Le gouvernement maltais envisage d’avoir recours à des entreprises privées pour louer un bateau et un équipage capables d’organiser des mises en quarantaine de migrants contaminés au coronavirus. Le prix d’une telle opération pourrait osciller entre 12 400 euros et 150 000 euros la journée.
Pour se protéger du Covid dont pourraient être atteints des migrants nouvellement arrivés, Malte se tourne vers des solutions coûteuses.

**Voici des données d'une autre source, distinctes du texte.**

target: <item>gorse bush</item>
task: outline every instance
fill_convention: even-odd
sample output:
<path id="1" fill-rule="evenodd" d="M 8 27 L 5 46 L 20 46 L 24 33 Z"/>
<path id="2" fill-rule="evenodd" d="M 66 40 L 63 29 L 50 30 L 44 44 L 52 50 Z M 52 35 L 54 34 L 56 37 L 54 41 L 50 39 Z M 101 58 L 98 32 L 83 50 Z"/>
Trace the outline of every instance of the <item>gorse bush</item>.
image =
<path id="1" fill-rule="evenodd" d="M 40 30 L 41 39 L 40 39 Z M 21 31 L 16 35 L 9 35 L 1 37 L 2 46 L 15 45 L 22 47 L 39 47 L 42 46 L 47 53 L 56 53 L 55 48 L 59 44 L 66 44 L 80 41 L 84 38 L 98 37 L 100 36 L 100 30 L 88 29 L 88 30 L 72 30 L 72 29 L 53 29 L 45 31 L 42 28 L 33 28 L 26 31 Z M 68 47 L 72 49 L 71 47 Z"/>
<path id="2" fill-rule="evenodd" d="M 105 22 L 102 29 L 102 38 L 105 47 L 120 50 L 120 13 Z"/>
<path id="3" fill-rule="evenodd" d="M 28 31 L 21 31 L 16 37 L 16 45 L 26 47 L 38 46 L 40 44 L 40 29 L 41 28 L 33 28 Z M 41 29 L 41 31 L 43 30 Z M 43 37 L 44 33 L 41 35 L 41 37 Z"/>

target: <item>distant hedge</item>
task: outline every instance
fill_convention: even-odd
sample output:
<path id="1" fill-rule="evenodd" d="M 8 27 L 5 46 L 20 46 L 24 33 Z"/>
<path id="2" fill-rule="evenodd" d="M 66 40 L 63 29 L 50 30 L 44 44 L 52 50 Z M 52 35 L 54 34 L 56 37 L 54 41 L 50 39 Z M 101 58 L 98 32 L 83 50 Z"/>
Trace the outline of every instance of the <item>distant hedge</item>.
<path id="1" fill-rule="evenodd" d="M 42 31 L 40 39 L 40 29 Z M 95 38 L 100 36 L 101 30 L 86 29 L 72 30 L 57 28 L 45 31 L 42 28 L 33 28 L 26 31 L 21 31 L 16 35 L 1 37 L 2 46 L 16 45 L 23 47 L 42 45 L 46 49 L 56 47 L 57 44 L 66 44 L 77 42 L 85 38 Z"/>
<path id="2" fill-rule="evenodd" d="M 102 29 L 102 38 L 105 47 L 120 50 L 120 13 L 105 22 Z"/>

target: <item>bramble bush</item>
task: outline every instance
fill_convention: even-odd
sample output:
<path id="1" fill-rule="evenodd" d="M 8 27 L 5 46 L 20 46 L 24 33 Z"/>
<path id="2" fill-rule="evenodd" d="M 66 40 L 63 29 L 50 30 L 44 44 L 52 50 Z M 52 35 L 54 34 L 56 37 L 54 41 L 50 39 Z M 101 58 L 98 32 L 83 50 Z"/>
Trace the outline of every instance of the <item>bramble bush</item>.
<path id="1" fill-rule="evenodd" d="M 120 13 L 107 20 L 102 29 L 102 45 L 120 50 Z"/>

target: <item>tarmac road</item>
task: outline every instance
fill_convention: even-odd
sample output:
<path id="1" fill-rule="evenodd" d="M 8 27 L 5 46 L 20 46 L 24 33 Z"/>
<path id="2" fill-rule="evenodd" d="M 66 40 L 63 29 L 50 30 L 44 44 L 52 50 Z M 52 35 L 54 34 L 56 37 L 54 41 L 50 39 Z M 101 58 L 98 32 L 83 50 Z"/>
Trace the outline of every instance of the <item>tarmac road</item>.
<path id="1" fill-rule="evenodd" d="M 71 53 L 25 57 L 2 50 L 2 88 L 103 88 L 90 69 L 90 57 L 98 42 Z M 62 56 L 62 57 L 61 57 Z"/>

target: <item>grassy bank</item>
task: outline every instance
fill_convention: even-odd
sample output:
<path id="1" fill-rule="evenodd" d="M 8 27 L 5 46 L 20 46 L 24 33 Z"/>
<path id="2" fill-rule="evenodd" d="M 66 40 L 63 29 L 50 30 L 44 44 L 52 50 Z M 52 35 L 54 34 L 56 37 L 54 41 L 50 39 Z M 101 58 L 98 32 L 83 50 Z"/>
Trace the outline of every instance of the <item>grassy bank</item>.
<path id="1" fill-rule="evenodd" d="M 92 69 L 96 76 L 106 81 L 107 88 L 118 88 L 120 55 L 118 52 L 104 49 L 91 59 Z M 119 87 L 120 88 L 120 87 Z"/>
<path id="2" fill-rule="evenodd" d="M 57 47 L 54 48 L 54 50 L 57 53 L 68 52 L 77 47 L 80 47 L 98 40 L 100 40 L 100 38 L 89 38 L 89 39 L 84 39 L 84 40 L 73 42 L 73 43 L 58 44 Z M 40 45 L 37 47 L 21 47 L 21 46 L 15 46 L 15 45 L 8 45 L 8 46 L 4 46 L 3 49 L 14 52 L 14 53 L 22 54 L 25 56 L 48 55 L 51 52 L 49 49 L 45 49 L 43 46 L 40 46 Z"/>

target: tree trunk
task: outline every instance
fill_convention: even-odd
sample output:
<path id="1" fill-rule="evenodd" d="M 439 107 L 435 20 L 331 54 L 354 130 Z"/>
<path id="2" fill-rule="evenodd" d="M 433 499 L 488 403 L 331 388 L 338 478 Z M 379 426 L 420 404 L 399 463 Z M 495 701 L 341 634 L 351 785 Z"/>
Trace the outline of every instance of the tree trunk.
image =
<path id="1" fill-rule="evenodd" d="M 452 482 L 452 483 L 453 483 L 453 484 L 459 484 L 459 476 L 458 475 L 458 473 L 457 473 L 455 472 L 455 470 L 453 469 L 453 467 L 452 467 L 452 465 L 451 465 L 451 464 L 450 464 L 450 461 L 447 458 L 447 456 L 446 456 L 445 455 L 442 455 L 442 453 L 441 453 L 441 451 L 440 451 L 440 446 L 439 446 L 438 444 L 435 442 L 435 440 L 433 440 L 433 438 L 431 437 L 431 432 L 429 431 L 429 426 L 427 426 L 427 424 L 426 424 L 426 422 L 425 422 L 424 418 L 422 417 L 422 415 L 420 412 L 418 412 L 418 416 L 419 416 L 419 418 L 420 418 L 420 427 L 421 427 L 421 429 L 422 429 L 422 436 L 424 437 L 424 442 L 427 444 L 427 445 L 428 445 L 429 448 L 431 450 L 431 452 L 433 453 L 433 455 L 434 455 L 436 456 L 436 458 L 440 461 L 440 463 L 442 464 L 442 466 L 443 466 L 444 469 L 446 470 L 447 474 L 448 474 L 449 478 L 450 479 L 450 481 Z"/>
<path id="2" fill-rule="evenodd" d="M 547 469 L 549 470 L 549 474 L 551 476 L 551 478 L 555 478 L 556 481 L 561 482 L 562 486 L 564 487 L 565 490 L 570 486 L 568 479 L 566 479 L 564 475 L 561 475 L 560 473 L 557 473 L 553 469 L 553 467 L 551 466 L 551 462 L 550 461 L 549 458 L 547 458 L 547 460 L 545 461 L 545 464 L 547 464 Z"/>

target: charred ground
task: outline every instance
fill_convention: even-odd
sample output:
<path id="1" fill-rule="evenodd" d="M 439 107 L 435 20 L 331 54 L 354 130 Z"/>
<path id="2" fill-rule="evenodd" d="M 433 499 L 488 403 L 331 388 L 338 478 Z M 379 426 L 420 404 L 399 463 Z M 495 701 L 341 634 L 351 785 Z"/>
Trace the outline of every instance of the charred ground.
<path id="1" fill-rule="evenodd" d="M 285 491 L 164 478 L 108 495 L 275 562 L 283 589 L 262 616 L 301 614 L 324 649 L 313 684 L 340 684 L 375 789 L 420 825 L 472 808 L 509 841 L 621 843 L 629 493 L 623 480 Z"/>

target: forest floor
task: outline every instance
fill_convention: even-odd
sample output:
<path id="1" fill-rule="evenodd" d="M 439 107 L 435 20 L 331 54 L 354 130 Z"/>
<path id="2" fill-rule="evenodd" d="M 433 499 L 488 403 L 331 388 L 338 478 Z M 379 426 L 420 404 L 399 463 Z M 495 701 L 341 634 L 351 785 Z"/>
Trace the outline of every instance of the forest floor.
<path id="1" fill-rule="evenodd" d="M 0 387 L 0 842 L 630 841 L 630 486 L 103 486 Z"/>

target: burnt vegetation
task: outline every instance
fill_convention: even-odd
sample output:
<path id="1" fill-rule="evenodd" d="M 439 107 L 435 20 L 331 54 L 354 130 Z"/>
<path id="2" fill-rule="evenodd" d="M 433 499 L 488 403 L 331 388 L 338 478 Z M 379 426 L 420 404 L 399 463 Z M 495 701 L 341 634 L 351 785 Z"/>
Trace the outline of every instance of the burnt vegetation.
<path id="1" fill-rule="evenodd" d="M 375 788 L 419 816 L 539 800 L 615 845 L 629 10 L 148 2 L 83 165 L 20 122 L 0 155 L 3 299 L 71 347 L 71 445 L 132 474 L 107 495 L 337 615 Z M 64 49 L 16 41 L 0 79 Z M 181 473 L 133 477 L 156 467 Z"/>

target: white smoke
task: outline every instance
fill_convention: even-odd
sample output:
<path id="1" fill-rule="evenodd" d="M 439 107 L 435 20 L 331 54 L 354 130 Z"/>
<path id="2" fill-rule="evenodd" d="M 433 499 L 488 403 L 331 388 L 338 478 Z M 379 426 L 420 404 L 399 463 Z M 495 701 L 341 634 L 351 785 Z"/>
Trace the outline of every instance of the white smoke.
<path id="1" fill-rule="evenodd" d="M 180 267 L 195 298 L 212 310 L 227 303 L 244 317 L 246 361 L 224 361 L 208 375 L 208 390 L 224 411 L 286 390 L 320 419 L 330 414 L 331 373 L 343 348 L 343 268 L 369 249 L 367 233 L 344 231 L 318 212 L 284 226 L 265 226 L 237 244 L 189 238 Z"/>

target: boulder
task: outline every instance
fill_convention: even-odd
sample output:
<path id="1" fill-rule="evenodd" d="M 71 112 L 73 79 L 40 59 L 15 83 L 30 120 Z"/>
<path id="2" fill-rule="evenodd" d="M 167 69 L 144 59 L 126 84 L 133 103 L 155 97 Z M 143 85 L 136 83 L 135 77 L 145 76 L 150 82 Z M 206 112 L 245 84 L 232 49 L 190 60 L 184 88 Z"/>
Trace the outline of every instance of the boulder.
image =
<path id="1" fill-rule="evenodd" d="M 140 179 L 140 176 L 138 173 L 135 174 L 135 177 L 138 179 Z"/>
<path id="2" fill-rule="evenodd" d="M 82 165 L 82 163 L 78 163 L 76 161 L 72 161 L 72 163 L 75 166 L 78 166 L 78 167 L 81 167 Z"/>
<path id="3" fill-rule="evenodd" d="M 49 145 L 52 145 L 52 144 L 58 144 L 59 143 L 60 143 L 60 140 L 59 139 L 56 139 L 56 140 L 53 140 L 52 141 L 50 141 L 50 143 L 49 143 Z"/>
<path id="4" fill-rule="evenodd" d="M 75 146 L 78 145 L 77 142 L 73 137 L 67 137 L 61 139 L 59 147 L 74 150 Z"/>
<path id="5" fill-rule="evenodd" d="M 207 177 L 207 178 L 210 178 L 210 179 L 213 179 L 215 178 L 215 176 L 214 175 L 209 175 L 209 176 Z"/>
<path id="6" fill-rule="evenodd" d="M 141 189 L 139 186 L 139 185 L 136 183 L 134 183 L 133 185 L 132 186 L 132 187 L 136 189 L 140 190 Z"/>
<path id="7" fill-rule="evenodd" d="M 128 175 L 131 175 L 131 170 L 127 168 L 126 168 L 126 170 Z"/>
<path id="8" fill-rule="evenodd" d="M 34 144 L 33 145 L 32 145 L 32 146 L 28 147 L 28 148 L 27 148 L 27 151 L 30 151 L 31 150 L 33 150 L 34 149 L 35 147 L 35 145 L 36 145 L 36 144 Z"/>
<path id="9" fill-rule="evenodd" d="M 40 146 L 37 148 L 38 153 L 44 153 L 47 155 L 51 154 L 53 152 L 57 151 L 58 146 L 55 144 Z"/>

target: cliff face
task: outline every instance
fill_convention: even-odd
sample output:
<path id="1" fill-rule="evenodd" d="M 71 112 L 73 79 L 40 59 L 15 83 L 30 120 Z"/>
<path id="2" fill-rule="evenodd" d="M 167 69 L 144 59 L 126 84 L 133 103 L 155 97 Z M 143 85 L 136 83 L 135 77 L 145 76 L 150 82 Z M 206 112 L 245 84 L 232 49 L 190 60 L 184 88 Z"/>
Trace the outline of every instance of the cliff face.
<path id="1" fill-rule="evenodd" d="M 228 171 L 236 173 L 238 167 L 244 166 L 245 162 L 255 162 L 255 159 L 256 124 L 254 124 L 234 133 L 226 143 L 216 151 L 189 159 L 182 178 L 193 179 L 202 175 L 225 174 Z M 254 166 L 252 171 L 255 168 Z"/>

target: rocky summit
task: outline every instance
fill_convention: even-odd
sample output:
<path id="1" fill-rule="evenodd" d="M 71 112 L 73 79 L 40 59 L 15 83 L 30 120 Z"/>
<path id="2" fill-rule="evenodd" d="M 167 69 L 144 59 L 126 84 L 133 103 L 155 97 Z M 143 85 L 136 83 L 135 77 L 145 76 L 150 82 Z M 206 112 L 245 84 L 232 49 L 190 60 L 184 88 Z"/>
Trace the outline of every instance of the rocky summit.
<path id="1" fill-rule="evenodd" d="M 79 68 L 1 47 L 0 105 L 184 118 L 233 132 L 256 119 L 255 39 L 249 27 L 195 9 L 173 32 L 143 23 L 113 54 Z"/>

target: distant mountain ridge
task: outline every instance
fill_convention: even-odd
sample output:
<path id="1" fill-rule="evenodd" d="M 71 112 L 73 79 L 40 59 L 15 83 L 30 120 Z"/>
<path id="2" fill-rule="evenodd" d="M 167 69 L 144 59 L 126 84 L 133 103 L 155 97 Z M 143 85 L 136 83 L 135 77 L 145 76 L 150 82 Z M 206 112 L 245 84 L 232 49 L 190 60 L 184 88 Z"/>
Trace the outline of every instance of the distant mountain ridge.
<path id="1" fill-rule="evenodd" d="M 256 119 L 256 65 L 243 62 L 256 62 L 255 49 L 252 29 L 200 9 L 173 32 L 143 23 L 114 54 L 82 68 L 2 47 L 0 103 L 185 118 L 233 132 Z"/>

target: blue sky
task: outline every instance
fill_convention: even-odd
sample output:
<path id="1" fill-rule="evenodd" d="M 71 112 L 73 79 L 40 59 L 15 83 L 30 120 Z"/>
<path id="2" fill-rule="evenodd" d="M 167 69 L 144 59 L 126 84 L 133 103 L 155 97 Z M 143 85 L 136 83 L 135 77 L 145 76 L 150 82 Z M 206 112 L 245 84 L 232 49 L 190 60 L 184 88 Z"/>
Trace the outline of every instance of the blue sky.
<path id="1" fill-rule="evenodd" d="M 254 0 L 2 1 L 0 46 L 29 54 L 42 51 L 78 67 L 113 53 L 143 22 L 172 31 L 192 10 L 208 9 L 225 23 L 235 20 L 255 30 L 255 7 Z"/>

Fin juillet, les autorités maltaises ont annoncé qu’elles envisageaient de placer désormais les migrants en quarantaine à bord de bateaux, une fois que ces personnes ont été recueillies en mer, et ont lancé un appel d’offre, indique le journal maltais Times of Malta.
Malte recherche ainsi un bateau qui pourrait accueillir jusqu’à 200 migrants contaminés par le coronavirus pour des quarantaines allant jusqu’à un mois. En plus de la location du bateau, les entreprises candidates doivent inclure dans leur devis la prise en charge de la nourriture, du nettoyage, de l’essence, de la sécurité, et fournir un équipage, précise encore le quotidien local. (...)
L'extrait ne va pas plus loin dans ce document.